Going Mobile — Discounts By Phone
Two brothers take smart phone apps to the bank, literally with Mobibo.
When brothers Zach and Josh Ball of Mercury Studio LLC, a Pleasant Ridge-based marketing firm specializing in digital and online marketing, were asked to come up with an idea that combined a locating device with coupon and discount services like Groupon and Living Social, they went to the drawing board.
What they came up with was Mobibo, a free application that earns consumers cash by viewing advertisements on their smart phone as they walk or drive near participating businesses.
“Whether it be (a billboard advertisment) or some sort of a coupon, you opt into a network where people are paid to be part of (it),” says Zach Ball, president and co-owner of Mercury Studio LLC. Josh Ball is managing partner and co-owner.
Mobibo works using location-based technology that alerts a consumer’s smart phone with a ping or push notification. Participants earn 25 cents through a PayPal account for every ad viewed, whether they choose to participate in the promotion or not.
Presently, Mobibo supports Apple iPhone and Android devices (other smart phones may be added in the future).
Using metro Detroit as its first marketing test area, Mobibo has signed 10,000 users and 200 businesses since going live last September. Gravy Network, the owners of Mobibo and Mercury Studio, hope to take the application national at the end of 2012, pending sufficient demand.
To build its advertising base, Mobibo partnered with Save on Everything, a discount directory that produces coupon books. As a result, it reached vendors ranging from local plumbers to larger corporations including Dairy Queen, Belle Tire, and Dunkin’ Donuts, Zach says.
“The key thing is to put businesses in touch with consumers, and get something in front of the consumers that they will take action for,” he adds. “What we’re doing is helping guide businesses in order to give out great incentives that motivate the consumer.”
Local businesses such as L’Uomo Vogue, a men’s fashion and accessories store in Bloomfield Hills, garnered more than a dozen new customers since linking with Mobilo in mid-November, says store owner Mike Goldman.
“For us, (using Mobibo) is more for branding purposes,” he says. “We find it as a way to get our name out to the people that might be going to the larger department stores like Neiman Marcus.”

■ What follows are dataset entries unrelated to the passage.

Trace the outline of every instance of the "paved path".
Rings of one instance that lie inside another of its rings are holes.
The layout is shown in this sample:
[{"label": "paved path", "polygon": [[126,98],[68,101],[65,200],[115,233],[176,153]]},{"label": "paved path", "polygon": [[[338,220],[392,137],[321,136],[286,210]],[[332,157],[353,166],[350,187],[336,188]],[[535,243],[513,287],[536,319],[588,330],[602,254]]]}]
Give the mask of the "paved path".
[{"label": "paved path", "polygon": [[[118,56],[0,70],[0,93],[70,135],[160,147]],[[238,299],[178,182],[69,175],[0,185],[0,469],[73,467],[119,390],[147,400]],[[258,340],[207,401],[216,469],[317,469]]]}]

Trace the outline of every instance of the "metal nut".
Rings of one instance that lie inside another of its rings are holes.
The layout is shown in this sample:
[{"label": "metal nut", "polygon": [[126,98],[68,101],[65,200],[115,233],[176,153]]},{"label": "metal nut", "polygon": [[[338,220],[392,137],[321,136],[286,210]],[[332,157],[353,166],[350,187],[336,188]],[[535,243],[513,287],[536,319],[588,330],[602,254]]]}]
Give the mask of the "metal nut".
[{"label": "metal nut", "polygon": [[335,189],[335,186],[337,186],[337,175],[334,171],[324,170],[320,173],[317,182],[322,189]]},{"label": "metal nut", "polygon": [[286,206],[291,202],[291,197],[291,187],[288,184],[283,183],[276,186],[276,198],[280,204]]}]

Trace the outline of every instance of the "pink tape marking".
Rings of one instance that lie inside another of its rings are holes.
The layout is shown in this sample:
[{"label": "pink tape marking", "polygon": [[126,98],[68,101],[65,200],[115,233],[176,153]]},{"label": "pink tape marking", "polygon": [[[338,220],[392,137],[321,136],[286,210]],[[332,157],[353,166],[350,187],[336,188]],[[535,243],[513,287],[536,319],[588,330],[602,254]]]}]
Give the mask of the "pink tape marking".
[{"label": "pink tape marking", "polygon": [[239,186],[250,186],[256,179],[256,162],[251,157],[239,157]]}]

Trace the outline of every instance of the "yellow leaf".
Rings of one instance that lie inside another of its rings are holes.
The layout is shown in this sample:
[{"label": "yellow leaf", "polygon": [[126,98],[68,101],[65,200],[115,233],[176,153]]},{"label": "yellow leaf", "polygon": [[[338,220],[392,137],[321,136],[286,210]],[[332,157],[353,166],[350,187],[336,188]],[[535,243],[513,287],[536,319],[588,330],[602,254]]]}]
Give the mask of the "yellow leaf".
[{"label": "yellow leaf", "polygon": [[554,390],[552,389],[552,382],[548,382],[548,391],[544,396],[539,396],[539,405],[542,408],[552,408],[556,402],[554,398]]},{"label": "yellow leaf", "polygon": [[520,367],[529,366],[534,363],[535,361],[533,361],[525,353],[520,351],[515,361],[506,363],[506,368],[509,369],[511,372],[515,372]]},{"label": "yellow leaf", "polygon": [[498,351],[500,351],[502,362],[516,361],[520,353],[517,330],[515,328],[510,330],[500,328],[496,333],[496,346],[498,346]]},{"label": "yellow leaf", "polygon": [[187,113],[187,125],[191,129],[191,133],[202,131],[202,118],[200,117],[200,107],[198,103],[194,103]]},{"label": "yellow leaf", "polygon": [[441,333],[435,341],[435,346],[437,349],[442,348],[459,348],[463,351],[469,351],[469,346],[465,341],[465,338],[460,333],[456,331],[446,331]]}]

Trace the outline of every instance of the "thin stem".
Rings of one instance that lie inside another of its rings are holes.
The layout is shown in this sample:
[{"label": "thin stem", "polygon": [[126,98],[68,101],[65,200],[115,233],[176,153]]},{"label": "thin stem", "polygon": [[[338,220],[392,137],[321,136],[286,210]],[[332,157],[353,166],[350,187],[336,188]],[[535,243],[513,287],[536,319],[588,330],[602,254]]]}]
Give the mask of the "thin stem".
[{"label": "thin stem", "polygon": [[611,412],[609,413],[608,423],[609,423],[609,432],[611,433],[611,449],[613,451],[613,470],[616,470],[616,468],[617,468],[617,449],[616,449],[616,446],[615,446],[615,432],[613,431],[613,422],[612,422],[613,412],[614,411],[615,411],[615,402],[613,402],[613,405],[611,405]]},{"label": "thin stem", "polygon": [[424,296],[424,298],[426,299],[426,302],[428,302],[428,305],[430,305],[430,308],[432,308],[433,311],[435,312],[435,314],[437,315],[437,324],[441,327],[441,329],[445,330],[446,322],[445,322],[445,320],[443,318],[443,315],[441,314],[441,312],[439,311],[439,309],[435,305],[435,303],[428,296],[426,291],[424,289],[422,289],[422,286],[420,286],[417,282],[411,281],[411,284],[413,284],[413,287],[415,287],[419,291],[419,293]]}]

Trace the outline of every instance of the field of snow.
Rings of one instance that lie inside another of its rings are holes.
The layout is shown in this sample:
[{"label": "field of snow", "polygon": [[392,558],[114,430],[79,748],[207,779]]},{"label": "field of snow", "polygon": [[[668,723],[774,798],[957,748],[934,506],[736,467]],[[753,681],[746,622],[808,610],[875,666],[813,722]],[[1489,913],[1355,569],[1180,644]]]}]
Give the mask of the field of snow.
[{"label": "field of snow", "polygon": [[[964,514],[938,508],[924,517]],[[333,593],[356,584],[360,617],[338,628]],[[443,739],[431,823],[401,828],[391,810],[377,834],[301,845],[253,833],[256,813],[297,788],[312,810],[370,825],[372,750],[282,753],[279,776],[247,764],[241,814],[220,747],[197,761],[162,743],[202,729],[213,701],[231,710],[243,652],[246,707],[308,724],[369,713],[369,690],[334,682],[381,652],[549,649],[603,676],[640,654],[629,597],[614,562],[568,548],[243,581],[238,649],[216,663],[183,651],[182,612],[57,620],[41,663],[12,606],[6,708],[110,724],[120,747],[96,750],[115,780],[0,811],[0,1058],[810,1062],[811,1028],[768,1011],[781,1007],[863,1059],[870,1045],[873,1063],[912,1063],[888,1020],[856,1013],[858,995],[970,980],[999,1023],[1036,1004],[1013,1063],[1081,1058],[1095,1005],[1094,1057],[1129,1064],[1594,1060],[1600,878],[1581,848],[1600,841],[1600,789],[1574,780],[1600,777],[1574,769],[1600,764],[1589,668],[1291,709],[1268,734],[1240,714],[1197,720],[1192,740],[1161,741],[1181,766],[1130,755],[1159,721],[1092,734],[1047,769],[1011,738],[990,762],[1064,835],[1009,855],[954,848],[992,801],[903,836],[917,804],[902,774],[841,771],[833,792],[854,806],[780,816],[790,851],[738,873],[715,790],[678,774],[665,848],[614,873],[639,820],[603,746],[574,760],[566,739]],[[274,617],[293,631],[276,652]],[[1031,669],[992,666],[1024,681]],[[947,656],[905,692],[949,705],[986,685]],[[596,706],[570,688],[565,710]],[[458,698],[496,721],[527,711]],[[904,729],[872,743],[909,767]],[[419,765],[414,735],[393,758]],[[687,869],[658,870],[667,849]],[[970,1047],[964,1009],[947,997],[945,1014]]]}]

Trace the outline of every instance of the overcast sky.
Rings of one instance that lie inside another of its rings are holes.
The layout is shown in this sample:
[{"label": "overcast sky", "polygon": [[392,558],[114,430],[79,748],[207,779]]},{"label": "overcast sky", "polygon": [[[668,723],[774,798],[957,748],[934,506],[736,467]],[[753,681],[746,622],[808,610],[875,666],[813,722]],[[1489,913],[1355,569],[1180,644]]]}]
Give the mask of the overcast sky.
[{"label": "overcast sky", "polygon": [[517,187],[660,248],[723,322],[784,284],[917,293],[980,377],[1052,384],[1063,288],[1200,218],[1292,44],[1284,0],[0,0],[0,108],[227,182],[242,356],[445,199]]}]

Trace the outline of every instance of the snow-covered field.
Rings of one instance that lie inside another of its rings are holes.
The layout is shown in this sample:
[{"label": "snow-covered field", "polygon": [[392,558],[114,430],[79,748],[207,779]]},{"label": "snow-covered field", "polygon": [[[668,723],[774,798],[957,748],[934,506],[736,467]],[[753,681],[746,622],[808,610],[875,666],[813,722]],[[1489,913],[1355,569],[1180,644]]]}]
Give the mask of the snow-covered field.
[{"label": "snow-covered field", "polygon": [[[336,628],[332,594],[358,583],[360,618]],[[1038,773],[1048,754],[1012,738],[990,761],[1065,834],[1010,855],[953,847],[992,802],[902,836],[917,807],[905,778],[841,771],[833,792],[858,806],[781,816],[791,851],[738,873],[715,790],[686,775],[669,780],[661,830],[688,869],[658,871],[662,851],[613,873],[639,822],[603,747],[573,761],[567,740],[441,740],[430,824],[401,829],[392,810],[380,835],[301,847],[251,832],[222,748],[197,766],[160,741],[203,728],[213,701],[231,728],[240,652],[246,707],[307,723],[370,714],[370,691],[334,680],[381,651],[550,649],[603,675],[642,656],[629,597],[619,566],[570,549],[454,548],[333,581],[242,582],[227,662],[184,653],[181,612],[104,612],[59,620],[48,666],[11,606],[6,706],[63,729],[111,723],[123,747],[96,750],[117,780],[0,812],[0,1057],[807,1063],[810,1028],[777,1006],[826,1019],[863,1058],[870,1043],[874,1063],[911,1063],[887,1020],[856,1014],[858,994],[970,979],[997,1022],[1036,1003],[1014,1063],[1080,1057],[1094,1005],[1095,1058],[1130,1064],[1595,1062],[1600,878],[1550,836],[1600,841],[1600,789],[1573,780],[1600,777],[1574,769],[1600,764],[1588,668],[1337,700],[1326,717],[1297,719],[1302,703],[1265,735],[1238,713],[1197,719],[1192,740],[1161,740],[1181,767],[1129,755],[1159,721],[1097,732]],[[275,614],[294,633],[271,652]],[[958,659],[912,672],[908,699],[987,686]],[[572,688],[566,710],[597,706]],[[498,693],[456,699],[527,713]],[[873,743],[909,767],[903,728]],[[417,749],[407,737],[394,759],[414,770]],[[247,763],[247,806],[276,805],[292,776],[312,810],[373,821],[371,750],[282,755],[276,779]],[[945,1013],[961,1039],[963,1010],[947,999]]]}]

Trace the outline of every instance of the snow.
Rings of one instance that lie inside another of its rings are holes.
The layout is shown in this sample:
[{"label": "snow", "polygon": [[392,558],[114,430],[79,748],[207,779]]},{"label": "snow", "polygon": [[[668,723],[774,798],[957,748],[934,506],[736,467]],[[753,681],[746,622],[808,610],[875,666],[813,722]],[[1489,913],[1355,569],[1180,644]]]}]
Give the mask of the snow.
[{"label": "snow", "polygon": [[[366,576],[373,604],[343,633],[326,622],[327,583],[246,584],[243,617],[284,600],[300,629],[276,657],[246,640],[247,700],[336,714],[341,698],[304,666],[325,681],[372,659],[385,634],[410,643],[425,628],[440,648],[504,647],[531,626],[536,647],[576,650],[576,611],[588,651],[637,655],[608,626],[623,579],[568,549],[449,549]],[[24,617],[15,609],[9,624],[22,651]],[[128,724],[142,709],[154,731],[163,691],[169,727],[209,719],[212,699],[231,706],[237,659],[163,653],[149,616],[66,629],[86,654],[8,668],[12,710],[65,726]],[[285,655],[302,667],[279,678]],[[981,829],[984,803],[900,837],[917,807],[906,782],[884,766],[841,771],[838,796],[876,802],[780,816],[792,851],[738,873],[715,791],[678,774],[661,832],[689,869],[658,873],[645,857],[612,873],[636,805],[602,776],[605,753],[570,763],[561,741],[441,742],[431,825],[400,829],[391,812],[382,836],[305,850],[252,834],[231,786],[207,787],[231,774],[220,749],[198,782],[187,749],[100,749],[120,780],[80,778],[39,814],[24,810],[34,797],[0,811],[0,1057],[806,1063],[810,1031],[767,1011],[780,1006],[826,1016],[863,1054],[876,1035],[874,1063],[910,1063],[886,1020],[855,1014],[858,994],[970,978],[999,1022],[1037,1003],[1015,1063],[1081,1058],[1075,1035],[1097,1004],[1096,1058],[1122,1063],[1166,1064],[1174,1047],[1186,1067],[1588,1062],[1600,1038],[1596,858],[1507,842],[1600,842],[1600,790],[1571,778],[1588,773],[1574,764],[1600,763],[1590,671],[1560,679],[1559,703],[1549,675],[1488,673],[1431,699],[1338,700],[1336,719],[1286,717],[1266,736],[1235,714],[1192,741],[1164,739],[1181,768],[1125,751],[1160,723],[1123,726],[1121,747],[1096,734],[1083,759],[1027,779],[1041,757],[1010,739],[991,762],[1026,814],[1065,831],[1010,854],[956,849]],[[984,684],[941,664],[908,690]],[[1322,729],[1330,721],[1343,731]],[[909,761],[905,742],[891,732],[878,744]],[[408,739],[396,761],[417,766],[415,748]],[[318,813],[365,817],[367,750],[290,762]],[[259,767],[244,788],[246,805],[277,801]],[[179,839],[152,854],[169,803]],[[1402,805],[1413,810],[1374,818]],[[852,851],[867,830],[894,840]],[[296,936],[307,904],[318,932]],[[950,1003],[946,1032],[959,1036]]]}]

For users such as Lauren Weber, blogger of “Mrs. Weber’s Neighborhood,” Mobibo was too good to be true. She discovered the app on a fellow blogger’s site.
“I thought, there has got to be a catch,” she says. “(But) it’s great, I actually downloaded it, and it literally will pull up an ad as I drive past (participating) businesses.”
Although, Mobibo seems revolutionary, some such as Ed Nakfoor, a retail consultant in Birmingham, wonders how the app will stand out from the, “There is an app for everything” clutter box, he says.
“Consumers will start to gain an app fatigue,” Nakfoor says. “We eventually get to a saturation point (of discount ads). It’s too much to keep track of.”
Weber disagrees, “An ad for roofing popped up and I didn’t need it, but I get paid for viewing it,” she says. “It’s really not that bad.
The general price for a business is 75 cents per ping once an ad is viewed on a smart phone. Mobibo hopes to average $25,000 per day in revenue, Zach says. With six employees and several interns, Mobibo seeks to have 50,000 active customers from metro Detroit (one ping per day viewed).
Another advantage: Merchants no longer have to guess how many consumers they reach. “We can say with absolute certainty we know exactly how many eyeballs looked at the ads,” Zach says.
Showcasing local and franchise businesses alike, Mobibo also donates to local charities including DMC’s Children Hospital and Turning Point Inc. “For every download that we get within a certain period of time, we are going to donate 25 cents to that particular organization,” Zach says. “We hope its a win, win for everybody.”